Light Now
Light can bend and stretch, it can direct attention, alter perceptions, and reveal what is usually condemned to dwell in the shadows.
In this year’s Sydney Contemporary, MARS Gallery will present a new exhibition Light Now featuring works from three Melbourne-based artists: Jenna Lee, Diego Ramirez, and Meagan Streader. The artists consider light’s physical, psychological, and conceptual properties as well as capacity to carry layered meanings.
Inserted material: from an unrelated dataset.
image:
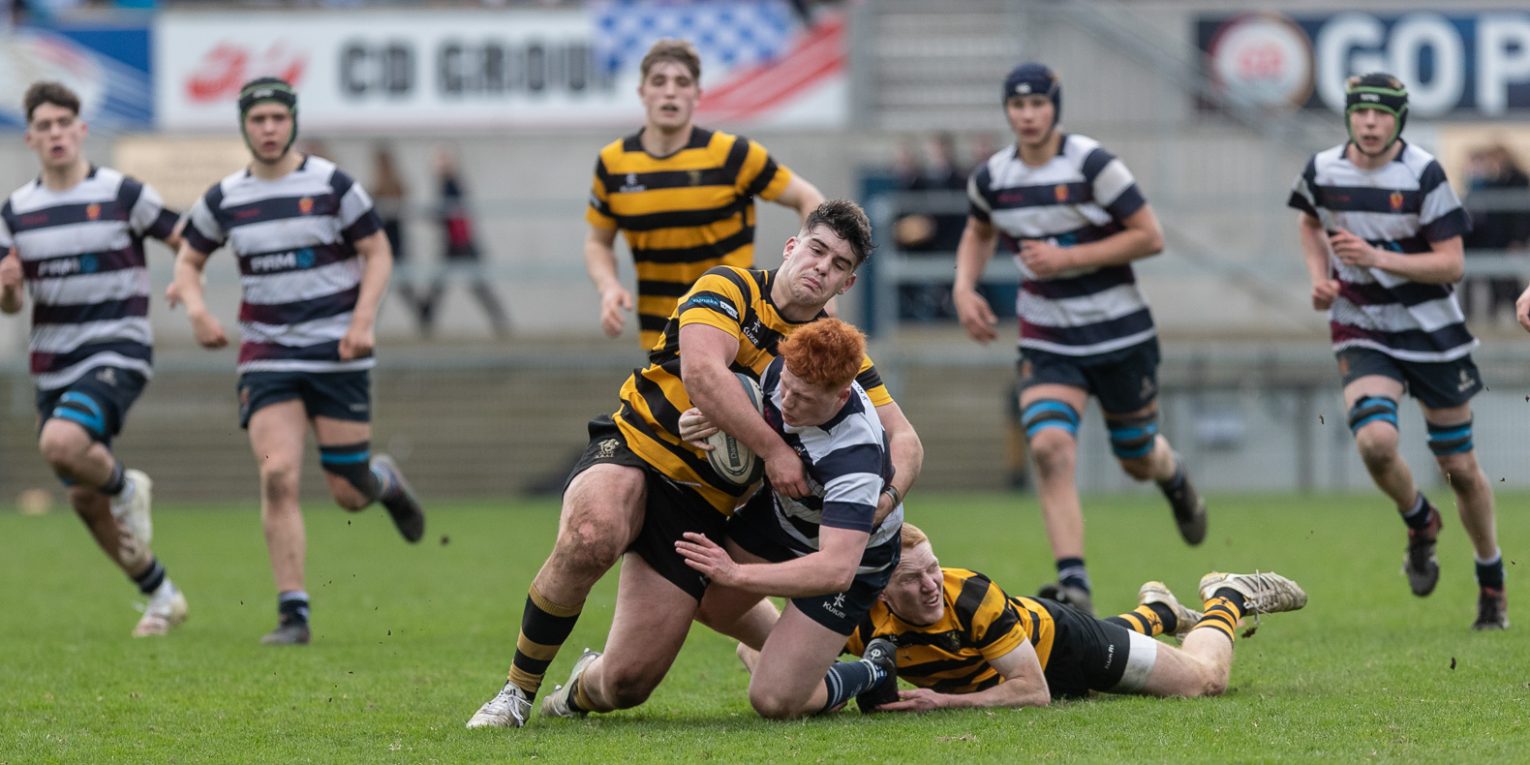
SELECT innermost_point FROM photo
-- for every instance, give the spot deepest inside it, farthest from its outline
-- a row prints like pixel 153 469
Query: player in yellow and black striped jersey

Jenna Lee’s new works extend upon her recent explorations of First Nation’s language, the written word, traditions of gathering, as well as intersections between First Nation’s and Japanese culture. Jenna Lee is a Gulumerridjin (Larrakia), Wardaman, and KarraJarri Saltwater woman with mixed Japanese, Chinese, Filipino, and Anglo-Australian ancestry. In her work, rows of dilly bags are softly suspended from the wall, each a product of an enmeshing of cultural knowledge. The composition of the dilly bags was derived during a residency in Japan in 2022 and include a combination of Aboriginal string making and (leg twisting) and Japanese paper cloth processes. The dilly bags are not only physically brightened by LEDs, but through research and teachings, alluding to light and its potential to be a vessel for cultural knowledge.
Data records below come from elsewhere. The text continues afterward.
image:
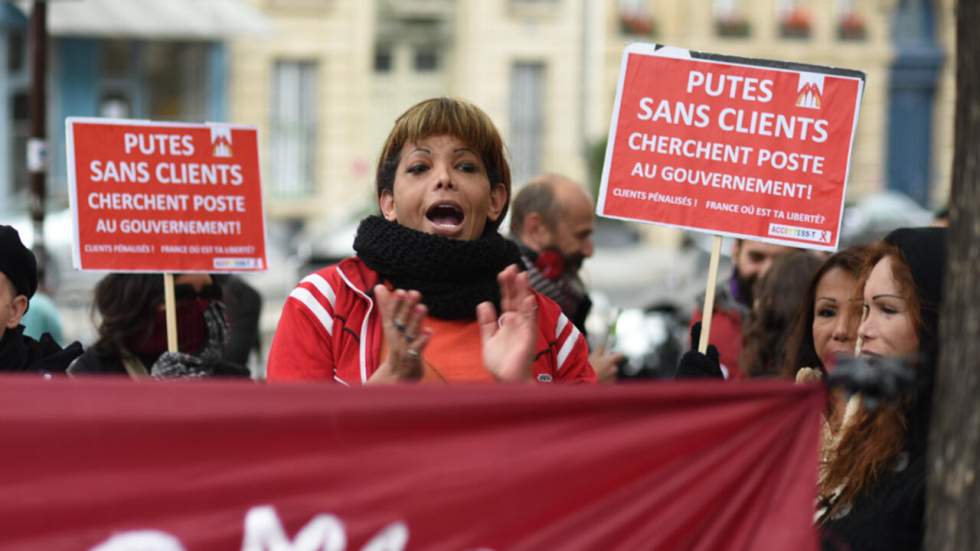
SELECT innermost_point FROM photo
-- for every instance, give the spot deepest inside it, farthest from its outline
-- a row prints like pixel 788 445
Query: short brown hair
pixel 454 117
Gentrified language stained with capital like blood in a vampire’s teeth 4A & 4B, 2023, by Diego Ramirez echoes the enlightening properties of light, however, is playfully sinister in its application. This work is one of many that Ramirez made in response to the social mediatisation of the fire caused by a burst underwater pipeline owned by petroleum company Pemex in the Gulf of Mexico in 2021. The installation is comprised of two large scale black mirrors that rest side by side inscribed with neon. These forms resemble enveloping black petroleum, oozing downwards dripping and casting dark pools on the floor. Their inanimate nature alludes to vampires, its dependence on electricity akin to the creature’s incessant need for blood. Additionally, the use of mirrors alludes to the impossibility for the vampire to view its own reflection, which suggests the exploitation of fossil fuels is a mirror of our own image.
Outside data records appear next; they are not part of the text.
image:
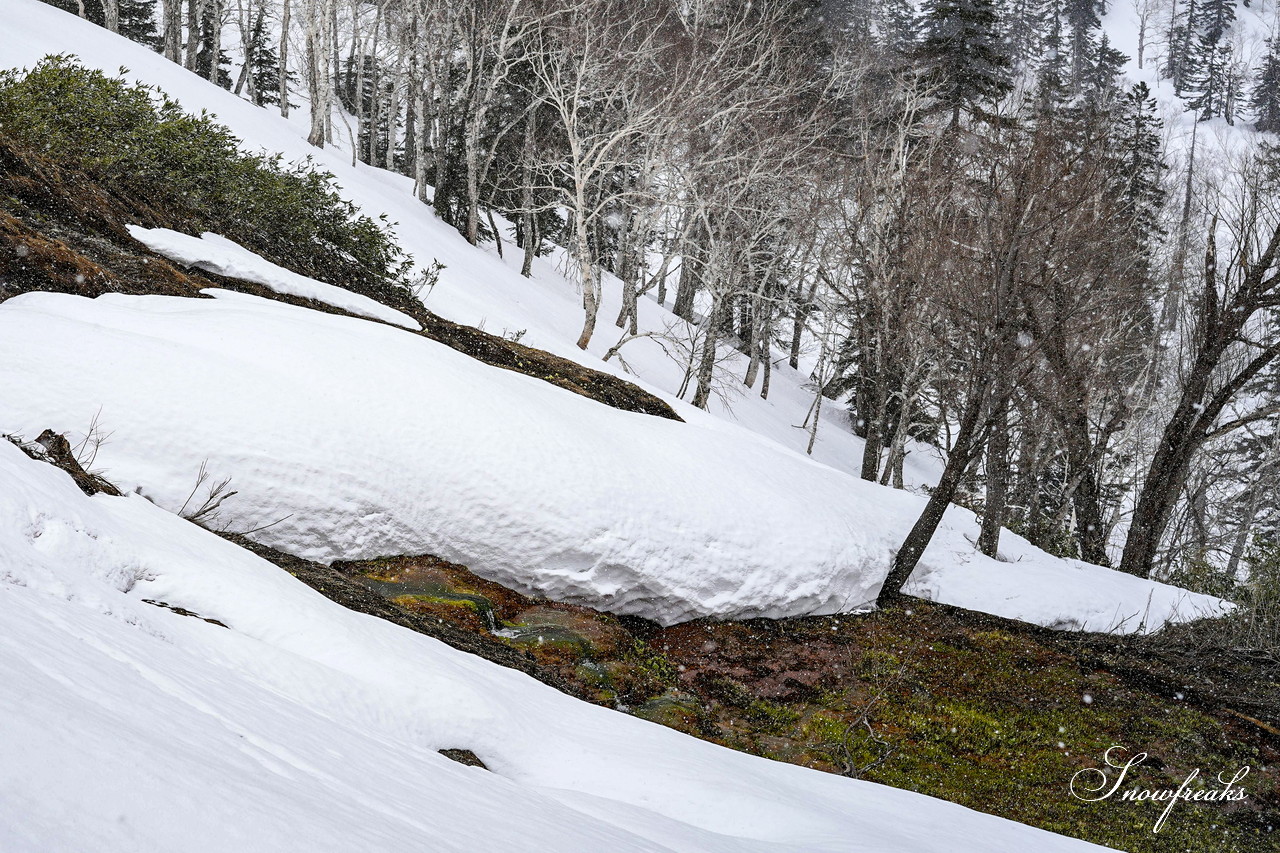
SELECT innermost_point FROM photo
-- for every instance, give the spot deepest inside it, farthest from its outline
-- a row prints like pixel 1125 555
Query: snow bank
pixel 350 439
pixel 476 287
pixel 216 254
pixel 305 726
Interventions of light are playfully echoed in Meagan Streader’s new works that bend the materiality of light through refined and spatially informed sculptural forms. Streader works within pre-existing architectural constraints and employs light interventions to reorientate the viewer’s relationship to the space. Her new light towers and sculptural wall forms expel an energetic hum. The snaking neon lights and winding LEDs form an exploration of repetition and stacking of patterns and forms. The layered warm vibrations that glow white, pink, and blue elicit sensations of warmth within their energetic glow. The forms awe and wonder of light, its manipulation with a playful touch and shifting perception.
Light Now is a deep consideration of the alluring and ethereal nature of light and its potential to ways reorientate and alter perception. The exhibition is an exercise in not only the material properties of light, but its potential to enlighten, no matter how playful or revealing.